In reality of course you don’t ever do hundreds of samples, you would do a few and you might end up with a distribution that is just the red crosses in the diagram above whereby you have to ‘guess’ where the distribution is.
This is effectively how randomised drug trials (should) work. A pharmaceutical company will run a number of trials, usually some small ones to start with and they’ll monitor its effect either against a placebo (this is becoming less common) or against their nearest competitor. They then provide this information to the regulators who approve or not their drug to be used in relation to what it was you’ve been testing it against.
Except it isn’t quite that simple. It’s relatively expensive to get a drug to this point of the market and having it not approved for use would result in a lot of money lost (hundreds of millions of pounds). So the drug companies cheat. They suppress evidence that shows that the drug isn’t effective in a number of ways (read Ben’s book to find out how!).
So if we can suppress the data in the green circle we can make it seem to the regulator that the reported impact of the drug is much better than it actually is (and this works vice versa for side effects).
As an aside, The Cochrane Collaboration (no relation, I’m afraid) have come along and said well rather than putting these points on a graph, it is far better for doctors to be able to see their data in a better fashion. Rather than having each of the points as a separate report, it makes more sense to add them all together to give one really big sample. They do this in ‘blobbograms’ that are the output of systematic reviews and is a great visualisation technique.

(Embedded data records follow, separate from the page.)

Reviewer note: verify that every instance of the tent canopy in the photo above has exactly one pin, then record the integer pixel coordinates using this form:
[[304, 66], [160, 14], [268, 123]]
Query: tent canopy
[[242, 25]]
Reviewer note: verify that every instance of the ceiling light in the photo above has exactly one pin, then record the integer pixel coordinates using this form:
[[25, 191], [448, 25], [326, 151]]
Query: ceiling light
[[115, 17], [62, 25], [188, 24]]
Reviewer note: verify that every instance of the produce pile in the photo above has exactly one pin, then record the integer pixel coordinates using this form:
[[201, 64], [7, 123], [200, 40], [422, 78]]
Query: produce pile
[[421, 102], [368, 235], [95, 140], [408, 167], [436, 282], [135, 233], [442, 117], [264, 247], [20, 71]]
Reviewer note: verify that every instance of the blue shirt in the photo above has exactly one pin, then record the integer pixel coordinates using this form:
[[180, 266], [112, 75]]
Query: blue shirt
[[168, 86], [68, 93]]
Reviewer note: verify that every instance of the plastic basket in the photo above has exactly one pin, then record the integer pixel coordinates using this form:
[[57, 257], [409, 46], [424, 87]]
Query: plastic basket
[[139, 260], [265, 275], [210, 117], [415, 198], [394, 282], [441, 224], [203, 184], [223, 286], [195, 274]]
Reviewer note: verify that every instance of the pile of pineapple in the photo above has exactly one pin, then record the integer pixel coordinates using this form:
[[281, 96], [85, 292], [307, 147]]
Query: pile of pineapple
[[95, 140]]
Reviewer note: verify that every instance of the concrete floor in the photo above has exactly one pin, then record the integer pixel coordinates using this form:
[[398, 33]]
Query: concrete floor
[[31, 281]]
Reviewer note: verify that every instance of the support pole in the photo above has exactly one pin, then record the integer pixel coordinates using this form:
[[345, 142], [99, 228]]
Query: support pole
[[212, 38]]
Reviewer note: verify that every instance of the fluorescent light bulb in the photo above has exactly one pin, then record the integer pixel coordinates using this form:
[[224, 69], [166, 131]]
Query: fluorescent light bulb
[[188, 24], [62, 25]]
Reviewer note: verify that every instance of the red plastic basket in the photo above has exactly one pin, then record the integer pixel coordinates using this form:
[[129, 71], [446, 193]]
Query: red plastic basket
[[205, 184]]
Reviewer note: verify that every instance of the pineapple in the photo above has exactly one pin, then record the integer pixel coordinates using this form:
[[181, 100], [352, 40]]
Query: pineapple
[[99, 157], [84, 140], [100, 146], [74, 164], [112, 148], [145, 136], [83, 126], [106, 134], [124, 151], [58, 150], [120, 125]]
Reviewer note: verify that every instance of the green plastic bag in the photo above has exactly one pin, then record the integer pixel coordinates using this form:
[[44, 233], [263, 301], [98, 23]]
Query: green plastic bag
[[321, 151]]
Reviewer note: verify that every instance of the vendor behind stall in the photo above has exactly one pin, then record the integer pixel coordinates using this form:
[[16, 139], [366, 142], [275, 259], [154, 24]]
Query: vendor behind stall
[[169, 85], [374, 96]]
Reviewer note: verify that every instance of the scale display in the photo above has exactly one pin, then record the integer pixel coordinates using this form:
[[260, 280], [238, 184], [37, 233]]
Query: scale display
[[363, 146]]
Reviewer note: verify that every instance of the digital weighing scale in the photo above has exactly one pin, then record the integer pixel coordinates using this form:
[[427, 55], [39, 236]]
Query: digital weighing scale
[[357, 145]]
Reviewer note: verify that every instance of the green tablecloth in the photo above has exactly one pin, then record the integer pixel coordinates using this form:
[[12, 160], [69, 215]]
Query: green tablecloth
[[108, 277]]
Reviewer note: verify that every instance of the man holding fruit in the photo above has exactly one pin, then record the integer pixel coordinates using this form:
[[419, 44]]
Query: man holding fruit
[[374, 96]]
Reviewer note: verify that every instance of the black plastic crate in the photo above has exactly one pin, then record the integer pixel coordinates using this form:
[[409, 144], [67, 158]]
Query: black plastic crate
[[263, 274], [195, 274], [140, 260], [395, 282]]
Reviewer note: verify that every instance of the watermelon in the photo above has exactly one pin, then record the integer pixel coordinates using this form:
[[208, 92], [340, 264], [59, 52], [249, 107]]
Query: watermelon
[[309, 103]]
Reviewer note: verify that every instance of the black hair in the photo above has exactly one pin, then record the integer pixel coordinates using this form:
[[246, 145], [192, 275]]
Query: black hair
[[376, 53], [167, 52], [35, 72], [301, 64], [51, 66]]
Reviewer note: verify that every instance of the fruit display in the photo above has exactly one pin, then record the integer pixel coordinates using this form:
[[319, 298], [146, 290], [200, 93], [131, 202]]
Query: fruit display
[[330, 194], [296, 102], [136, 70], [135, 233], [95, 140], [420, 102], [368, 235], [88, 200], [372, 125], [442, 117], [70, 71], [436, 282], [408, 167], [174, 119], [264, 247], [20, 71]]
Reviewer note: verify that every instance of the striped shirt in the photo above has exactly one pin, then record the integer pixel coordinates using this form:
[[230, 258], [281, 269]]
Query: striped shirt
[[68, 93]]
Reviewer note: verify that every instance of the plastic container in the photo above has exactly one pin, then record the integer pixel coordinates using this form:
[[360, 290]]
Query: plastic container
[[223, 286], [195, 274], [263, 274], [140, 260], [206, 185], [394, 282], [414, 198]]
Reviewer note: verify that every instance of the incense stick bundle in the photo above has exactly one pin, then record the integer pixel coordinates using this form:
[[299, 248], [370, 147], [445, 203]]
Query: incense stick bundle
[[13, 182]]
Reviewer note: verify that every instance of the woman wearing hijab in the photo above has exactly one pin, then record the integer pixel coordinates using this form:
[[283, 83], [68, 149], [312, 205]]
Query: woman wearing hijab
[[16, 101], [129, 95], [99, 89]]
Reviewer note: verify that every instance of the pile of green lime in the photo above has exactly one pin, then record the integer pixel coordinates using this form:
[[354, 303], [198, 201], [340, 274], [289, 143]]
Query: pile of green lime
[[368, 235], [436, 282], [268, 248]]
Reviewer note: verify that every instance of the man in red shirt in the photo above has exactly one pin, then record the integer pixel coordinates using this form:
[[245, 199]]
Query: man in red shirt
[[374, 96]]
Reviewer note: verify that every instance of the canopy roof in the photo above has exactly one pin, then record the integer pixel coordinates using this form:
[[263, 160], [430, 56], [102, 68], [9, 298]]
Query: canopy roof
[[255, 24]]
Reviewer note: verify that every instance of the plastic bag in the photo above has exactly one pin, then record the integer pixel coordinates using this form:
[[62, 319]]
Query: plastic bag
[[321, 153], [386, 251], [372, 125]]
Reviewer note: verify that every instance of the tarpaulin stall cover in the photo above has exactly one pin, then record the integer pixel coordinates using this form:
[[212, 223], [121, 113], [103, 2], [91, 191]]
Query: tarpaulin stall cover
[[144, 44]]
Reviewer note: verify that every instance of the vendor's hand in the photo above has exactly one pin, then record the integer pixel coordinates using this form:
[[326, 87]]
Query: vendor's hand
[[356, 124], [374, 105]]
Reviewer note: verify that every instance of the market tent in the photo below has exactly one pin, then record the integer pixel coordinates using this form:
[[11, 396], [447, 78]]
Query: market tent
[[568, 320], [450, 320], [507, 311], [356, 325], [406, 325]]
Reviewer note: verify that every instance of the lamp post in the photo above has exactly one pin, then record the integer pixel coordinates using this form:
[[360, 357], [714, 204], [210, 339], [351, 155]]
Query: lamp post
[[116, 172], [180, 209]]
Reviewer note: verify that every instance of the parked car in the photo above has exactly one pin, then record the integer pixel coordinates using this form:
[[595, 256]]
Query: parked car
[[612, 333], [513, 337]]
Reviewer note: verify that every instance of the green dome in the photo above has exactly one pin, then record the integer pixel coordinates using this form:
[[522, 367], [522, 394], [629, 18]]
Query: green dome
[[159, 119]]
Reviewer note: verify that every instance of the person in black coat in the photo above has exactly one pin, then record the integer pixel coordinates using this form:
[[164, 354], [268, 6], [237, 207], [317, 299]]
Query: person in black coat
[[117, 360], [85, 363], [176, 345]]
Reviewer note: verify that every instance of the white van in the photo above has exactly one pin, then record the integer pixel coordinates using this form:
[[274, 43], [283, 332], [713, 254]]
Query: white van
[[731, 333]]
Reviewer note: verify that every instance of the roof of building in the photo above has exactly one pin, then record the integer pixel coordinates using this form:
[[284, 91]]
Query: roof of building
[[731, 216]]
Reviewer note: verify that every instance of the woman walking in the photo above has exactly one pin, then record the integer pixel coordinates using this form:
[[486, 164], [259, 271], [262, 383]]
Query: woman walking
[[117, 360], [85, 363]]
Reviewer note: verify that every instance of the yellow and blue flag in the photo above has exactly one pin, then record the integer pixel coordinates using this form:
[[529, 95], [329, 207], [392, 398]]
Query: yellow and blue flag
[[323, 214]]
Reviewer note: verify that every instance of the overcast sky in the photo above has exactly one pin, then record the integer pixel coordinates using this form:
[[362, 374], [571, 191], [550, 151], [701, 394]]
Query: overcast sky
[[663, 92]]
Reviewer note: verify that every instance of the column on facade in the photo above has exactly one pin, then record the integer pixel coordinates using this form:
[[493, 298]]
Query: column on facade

So why is this all relevant now? Well the simple truth is that in the past pharmaceutical reps would go to doctors with a couple of studies representing the points above and use that as a way of persuading doctors to use their drugs. Now, however we have the internet and doctors go and look on that. The information is all there and doctors are more likely to be able to tell that there is missing data because they’ll see the gap from the green bubble.
What does this mean? It means that a doctor’s perception in an online world of how good your drug is, is probably lower than it actually is.
Let me put this in simple terms:
Fewer doctors will prescribe your drug if you suppress data.
Of course this is all fantasy at the moment. Because every pharmaceutical company suppresses data we know that all drugs are perceived as less effective than they really are and so it is almost impossible to work out which one you subscribe.
But this will change. One pharmaceutical company will reveal all their data at launch and it will be spectacularly profitable forcing all pharmaceutical companies to follow. If you think this won’t happen, you will be last and your drugs won’t be used.
In an online world where data is accessible, doctors can very easily find out data about various different drugs for the same illness potentially whilst the patient is sitting in front of them. The one that looks like it is hiding the least will win.
Therefore, my assertion is that whilst Ben Goldacre argues that it is better for doctors and patients if drug companies don’t suppress data, I think that it is better for pharmaceutical companies as well.
Now all we need to do is persuade the Regulators that it is ok to approve drugs that may not appear to be as effective as other drugs that are already on the market.